MiraiDevant · 17/12/2017 15:13

Malvoglia "statistics don't lie" - actually they can be made to.

I refer you to a book that my Dad gave me when I was quite young --> "How to Lie with Statistics" Darrell Huff (I think) - great little book.

Also looked at making stats say whatever you want them to as part of an MBA course.

LoveInTokyo · 17/12/2017 15:14

At risk of sounding completely mental, I think there were people who were paid to post pro-leave propaganda on MN in the lead up to the referendum.

MiraiDevant · 17/12/2017 15:20

And nobody has to listen to "stupid entitled edler" people - any more than they have to listen to anyone else.

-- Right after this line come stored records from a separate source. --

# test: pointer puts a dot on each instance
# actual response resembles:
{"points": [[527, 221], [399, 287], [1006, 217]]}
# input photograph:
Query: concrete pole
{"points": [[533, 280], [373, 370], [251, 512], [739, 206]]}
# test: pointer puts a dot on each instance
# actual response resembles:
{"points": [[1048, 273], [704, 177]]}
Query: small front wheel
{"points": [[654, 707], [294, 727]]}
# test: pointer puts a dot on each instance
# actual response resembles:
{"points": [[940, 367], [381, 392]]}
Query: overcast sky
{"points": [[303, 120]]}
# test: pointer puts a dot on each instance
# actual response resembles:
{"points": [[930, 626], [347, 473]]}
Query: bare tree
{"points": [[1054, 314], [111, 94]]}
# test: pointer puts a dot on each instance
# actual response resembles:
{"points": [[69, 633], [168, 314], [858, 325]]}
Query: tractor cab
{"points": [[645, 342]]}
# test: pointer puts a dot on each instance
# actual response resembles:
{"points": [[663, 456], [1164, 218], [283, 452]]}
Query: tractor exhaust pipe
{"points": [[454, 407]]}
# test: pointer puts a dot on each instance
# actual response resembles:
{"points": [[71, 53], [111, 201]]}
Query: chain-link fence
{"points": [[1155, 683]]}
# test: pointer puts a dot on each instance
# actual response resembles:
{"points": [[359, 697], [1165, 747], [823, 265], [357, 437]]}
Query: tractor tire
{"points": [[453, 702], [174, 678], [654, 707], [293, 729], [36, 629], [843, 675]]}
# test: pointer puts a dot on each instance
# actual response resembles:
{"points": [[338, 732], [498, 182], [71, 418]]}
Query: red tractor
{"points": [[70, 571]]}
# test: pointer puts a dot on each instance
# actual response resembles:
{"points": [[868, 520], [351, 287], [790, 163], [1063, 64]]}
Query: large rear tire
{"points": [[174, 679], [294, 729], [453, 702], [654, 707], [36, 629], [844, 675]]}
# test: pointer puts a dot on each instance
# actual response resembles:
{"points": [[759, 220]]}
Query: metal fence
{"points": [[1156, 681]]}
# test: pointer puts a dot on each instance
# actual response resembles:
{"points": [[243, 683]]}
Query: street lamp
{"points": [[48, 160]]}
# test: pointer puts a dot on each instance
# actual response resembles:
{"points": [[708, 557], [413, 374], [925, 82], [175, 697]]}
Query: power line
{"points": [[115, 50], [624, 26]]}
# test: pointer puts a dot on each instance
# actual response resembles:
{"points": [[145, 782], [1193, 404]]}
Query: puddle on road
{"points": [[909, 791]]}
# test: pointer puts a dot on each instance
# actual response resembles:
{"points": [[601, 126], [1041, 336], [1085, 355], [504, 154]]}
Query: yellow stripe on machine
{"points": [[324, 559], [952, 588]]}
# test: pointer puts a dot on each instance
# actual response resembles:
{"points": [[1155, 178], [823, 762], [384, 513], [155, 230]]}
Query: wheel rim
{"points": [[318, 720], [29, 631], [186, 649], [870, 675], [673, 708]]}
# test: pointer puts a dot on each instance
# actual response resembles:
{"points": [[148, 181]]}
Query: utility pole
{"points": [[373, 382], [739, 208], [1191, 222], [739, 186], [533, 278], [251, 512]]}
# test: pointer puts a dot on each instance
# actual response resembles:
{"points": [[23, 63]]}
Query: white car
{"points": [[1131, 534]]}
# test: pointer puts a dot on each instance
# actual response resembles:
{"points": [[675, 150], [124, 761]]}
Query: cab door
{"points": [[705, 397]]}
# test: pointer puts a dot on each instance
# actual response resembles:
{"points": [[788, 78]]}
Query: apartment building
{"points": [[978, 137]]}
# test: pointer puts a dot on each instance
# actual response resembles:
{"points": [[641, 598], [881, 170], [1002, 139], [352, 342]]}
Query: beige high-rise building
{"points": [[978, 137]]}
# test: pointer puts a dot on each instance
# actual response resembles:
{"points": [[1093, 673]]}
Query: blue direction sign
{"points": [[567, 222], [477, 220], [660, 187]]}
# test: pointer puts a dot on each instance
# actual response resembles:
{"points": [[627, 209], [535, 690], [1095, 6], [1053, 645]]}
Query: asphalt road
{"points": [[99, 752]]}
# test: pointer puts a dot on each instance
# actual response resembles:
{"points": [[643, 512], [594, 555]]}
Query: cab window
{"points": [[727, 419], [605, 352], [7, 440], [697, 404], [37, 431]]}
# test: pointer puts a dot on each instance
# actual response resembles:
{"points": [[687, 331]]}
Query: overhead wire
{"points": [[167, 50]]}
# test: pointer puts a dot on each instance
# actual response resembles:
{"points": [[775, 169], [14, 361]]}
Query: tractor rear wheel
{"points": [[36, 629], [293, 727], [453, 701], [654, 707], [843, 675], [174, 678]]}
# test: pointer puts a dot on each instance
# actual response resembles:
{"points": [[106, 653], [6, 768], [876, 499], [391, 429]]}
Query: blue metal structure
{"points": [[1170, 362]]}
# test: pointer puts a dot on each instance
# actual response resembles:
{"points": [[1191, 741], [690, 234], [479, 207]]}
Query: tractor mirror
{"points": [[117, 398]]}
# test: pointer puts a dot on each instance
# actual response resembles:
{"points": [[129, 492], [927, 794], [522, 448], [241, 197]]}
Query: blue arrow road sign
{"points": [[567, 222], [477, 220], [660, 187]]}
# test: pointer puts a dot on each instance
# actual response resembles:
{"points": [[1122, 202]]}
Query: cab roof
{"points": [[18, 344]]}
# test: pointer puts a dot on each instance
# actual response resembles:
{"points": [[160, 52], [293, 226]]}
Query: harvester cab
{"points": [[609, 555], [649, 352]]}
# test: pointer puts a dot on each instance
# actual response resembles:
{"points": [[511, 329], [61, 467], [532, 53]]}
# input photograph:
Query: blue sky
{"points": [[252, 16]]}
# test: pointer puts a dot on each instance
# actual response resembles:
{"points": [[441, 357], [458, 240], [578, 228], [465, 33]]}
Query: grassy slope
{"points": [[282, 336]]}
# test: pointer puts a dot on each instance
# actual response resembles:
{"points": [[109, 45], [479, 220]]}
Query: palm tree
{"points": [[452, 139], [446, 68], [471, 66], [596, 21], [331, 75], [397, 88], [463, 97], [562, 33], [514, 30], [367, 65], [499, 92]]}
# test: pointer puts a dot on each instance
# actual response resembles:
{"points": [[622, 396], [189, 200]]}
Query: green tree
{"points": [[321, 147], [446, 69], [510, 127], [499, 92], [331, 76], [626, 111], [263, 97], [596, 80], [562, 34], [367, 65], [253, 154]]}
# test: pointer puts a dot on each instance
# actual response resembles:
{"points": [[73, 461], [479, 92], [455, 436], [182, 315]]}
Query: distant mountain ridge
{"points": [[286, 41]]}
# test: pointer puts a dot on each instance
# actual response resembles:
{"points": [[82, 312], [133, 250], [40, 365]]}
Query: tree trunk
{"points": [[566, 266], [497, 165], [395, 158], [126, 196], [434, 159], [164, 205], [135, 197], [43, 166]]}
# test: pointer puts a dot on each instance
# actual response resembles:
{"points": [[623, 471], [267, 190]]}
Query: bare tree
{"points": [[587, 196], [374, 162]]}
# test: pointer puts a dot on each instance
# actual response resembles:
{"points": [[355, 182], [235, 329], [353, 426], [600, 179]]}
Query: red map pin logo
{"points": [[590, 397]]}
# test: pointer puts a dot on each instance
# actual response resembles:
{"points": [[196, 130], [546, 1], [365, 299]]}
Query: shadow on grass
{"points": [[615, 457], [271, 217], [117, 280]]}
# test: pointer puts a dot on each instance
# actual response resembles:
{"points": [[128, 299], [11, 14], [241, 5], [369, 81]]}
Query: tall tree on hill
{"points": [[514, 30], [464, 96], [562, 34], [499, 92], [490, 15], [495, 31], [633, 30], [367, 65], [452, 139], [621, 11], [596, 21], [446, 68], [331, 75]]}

Making it about age is ridiculous

Eltonjohnssyrup · 17/12/2017 15:21

I'm 32 and graduated into the financial crisis. I was lucky enough to already have a job lined up when the shit really hit the fan, and I have done pretty well, but salaries have been stagnant and the cost of living has shot up. The cost of housing in particular is ridiculous - fuelled in part by the baby boomers wanting to supplement their final salary pensions (that we will never have) with a nice little buy-to-let or two (when we struggle to afford even a modest home just to live in). I am very very very much one of the lucky ones in my generation, and yet I will never be as well off as my parents.

Sorry, but can you really not see the connection between stagnating wages and expensive housing and free movement?

After the new ascension states joined, many of which while you were still in education, the UK suddenly had a massive, transient workforce who were prepared to take awful wages and live in terrible housing because for them it was only short term. This massively hurt the poorest U.K. workers as suddenly there were people prepared to do their jobs for wages which would only fund a shared mattress but at the same time the strong pound would enable them to save up enough to set them up for life back home when it wouldn't even buy a second hand car for settled UK workers:

And those boomers BTLs wouldn't be worth a fraction of the price if that booming populations demand for housing hadn't meant they could name their price for rent and more and more people weren't scrabbling after a dwindling housing stock.

Everything you're complaining about has it's roots in the EU.

And yes, I do remember what it was like when the EU was just a Western European trading bloc and it was better. I remember growing up in London where people on relatively low wages, like a builder and a secretary, could live in a house with a garden in a reasonable area, run a car and have an annual holiday. Could they fuck do that today.

And what changed that was 13 years of Labour government and an expanding EU.